The shooting deaths of a classroom full of elementary students in Connecticut happened a year ago this week. I wrote some about it last year when it happened. This week I've been reflecting some more on exactly what it means and how (and especially why) we react the way we do.
Intellectually we know most people don't deserve to die - certainly no children do. But an intellectual commitment to the value of human life doesn't engage our emotions when hundreds of thousands of children die everyday of hunger, malnutrition, and preventable diseases. Those deaths are tragedies, we know it, but we don't react the same way.
I've been trying to figure out the connection between our visceral reaction to such traumatic events and my hesitancy to intrude on the pain and grief of the people who actually knew and loved these kids.
In the end, I think, we connect to these tragedies because we know children like them. We see their faces on TV and we know children who look like them. We know children in first grade or fifth grade. We know children we substitute for the deceased in our heads and it creates an emotional reaction.
We care about these kids who are complete strangers to us because we think about losing kids who aren't strangers. We empathize.
Instead, however, of inserting ourselves into the tragedy of others, spending the day on the couch watching coverage, and whatever else we do, I think we should spend that effort engaging with the kids we're actually upset about, the ones we think about losing, the ones that connect us emotionally to the unknowns who've actually died.

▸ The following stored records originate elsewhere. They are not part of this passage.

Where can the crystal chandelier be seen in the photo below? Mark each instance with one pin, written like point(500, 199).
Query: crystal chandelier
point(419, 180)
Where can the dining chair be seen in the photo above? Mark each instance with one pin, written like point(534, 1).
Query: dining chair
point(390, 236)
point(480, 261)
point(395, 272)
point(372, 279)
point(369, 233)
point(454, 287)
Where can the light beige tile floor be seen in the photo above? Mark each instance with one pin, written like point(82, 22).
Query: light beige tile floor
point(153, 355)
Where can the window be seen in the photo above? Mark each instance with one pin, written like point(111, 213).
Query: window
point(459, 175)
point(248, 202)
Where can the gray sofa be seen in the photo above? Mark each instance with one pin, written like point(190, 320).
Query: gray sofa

I've been thinking about that this week and then I came across this article from my old stomping grounds. Sister Berta is a hero - an inspiration to many of us who spent time working with kids in Kansas City. I think she gets it. We need to react to terrible tragedies, yes with empathy, but also with a renewed conviction to engage with the kids around us.
It seems strangely appropriate this time of year to think and talk (and do) some good in the lives of our kids, the kids around us, and the kids who should be around us more.